Siento la necesidad de romper el silencio para acallar la culpa que siento, pero las palabras se atascan en mi garganta. El tiempo se detiene mientras nos miramos, la incomodidad y la ansiedad flotan entre nosotros, tan visibles como el aire frío de la mañana.

—Hola —dice Aiden, su voz un tanto ronca y tensa. Trago saliva, buscando mis propias palabras, luchando contra la confusión que se arremolina dentro de mí.

—Hola —respondo, mi voz es apenas un susurro. Mis dedos juguetean nerviosamente con el borde de mi suéter. Sé que se siente incómodo, la tarde del sábado pesa entre nosotros como un muro invisible.

El instante se prolonga, como si el universo se hubiera detenido, esperando a que alguno de nosotros rompa el hielo, a que nos enfrentemos a nuestras respectivas verdades. Aiden no espera más y sale del aparcamiento —una buena decisión.

El silencio se instala entre nosotros y los segundos parecen pasar lentamente mientras cruzamos la ciudad, dejando atrás las calles vacías de madrugada. El sonido de las ruedas contra el pavimento y las luces de las farolas parpadeantes crean una especie de atmosfera surrealista.

El aire del anterior de interior del coche es pesado, cada giro, cada semáforo que pasa se convierte en un recordatorio de que se acabó. Aiden mira la carretera, con la mandíbula tensa y una expresión concentrada. Me apuesto lo que sea que está imaginando posibles escenarios sobre nuestra conversación.

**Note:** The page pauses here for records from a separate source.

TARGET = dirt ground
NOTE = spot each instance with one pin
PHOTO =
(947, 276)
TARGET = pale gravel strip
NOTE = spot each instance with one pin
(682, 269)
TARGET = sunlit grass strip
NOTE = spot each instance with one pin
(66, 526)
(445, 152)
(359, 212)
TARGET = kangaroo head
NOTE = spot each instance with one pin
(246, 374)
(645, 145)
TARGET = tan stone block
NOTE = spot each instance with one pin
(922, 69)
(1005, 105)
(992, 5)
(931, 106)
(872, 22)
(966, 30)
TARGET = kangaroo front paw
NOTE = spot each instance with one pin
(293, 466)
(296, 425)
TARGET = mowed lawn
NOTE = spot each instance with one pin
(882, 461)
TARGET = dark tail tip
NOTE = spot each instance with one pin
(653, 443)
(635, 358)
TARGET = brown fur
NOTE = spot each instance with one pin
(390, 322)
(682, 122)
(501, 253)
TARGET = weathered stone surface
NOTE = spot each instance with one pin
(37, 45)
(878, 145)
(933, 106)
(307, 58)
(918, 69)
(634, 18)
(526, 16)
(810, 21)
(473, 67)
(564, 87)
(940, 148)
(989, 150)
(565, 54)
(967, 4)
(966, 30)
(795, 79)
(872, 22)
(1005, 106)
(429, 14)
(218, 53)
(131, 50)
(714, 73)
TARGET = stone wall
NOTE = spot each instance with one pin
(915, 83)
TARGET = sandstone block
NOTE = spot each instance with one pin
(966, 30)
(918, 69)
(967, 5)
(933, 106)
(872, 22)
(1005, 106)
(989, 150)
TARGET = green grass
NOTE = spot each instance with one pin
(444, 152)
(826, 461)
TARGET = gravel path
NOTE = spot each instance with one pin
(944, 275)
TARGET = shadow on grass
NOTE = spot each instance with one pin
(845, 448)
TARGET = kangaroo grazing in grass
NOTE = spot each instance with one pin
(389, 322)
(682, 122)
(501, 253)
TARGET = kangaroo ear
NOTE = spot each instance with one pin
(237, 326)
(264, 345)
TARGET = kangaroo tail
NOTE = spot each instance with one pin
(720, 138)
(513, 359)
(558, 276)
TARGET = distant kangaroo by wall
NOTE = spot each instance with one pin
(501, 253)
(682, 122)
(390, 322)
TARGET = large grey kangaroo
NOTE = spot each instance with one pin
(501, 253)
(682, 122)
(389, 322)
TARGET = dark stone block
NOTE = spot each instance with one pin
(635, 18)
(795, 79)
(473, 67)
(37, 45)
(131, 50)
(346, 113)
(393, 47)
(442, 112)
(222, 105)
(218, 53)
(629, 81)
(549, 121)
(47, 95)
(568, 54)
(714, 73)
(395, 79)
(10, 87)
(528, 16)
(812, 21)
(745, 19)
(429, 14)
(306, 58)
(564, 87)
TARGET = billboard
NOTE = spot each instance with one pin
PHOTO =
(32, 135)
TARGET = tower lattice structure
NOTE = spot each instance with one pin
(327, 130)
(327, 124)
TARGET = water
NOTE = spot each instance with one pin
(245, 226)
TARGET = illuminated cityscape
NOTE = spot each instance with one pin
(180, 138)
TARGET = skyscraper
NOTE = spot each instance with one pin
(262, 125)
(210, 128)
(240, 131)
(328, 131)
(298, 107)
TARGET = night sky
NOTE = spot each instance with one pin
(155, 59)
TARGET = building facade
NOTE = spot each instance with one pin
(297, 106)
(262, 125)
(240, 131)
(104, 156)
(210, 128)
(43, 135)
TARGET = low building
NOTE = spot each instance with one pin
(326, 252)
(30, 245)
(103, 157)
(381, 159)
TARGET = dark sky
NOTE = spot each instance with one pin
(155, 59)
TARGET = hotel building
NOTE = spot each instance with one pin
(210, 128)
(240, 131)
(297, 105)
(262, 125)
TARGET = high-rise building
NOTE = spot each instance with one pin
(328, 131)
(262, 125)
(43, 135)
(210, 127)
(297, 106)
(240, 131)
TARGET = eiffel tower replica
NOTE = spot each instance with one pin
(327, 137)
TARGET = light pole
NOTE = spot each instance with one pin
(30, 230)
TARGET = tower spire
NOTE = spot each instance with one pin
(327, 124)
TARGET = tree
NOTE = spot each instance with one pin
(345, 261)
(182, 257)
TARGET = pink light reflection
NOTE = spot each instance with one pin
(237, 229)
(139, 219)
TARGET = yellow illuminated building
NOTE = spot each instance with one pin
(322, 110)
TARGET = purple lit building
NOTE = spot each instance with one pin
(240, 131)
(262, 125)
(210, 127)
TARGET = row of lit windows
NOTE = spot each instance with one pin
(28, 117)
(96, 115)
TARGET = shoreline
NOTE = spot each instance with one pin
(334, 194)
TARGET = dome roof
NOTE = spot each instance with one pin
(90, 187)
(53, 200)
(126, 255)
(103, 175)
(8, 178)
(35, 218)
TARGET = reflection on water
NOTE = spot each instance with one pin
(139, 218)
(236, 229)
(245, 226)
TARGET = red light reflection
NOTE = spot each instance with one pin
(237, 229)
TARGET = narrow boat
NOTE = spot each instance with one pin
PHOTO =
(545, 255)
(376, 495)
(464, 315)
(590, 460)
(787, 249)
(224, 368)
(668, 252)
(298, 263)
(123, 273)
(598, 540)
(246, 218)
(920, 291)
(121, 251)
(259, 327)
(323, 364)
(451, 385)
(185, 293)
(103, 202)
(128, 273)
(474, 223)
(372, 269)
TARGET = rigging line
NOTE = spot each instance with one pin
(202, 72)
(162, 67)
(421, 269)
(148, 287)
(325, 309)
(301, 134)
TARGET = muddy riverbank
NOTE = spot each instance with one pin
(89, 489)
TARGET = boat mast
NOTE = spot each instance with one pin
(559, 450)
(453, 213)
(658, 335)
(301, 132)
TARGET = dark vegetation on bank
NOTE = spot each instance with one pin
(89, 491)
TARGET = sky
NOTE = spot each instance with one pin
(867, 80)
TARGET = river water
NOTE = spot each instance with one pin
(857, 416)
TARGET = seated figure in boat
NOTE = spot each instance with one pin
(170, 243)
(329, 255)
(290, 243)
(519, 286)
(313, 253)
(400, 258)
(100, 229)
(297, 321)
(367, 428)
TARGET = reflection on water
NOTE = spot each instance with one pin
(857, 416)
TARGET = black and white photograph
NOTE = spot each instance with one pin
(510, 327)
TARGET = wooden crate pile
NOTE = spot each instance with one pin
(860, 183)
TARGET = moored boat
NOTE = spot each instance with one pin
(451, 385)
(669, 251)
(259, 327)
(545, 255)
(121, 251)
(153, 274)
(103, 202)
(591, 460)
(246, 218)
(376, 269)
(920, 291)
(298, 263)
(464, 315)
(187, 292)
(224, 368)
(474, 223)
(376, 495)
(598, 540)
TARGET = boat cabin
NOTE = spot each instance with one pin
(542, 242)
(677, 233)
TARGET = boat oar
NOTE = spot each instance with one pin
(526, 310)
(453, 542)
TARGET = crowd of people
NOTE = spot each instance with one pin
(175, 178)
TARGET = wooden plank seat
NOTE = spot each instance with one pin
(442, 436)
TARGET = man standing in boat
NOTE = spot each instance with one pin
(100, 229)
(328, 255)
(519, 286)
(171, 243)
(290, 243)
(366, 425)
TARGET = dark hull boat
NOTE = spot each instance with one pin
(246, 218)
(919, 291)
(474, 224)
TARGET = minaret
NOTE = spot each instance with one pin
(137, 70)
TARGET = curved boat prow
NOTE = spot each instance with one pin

El trayecto se vuelve un eco de nuestras emociones, y el silencio grita más fuerte que cualquier palabra que se pronuncie. La tensión y la incomodidad se arremolinan alrededor nuestro, aunque ambos sabemos que hay una conversación pendiente que por miedo no somos capaces de abordar.

A medida que el coche avanza, las calles de la ciudad de la se transforman en avenidas que finalmente ceden paso al horizonte de la costa. La visión del mar se acerca, despegando un poco la opresión en el ambiente.

El ruido del motor desciende mientras nos acercamos al destino. El aparcamiento está vacío y la playa desierta. Apenas son las siete cuando llegamos. Aiden apaga el motor, pero ninguno de los dos se apresura en salir del coche.

—Vamos a romper, ¿verdad? —pregunta de repente rompiendo el silencio. 

—¿Ha sido real en algún momento? —Le lanzo una sonrisa, tratando de aliviar la gravedad de la conversación, pero solo logro que la tensión en el coche aumente.

Salgo del coche porque siento que de un momento a otro siento que me quedo sin aire. Aiden no tarda en imitarme, y trato de guardar la compostura antes de adentrarme en la arena. Me aseguro varias veces de que camina junto a mí porque me da miedo que se dé la vuelta y se marche. Me quito las deportivas antes de entrar y mis pies tocan la arena fría debajo de ellos. 

—¿Aquí? —pregunto a medio camino hacia la orilla.

No dice nada, así que tiro mis zapatillas al suelo y me siento en la arena. Él me imita a mi lado. Me coloco y hago que él haga lo mismo para que los dos nos quedemos mirando el uno al otro.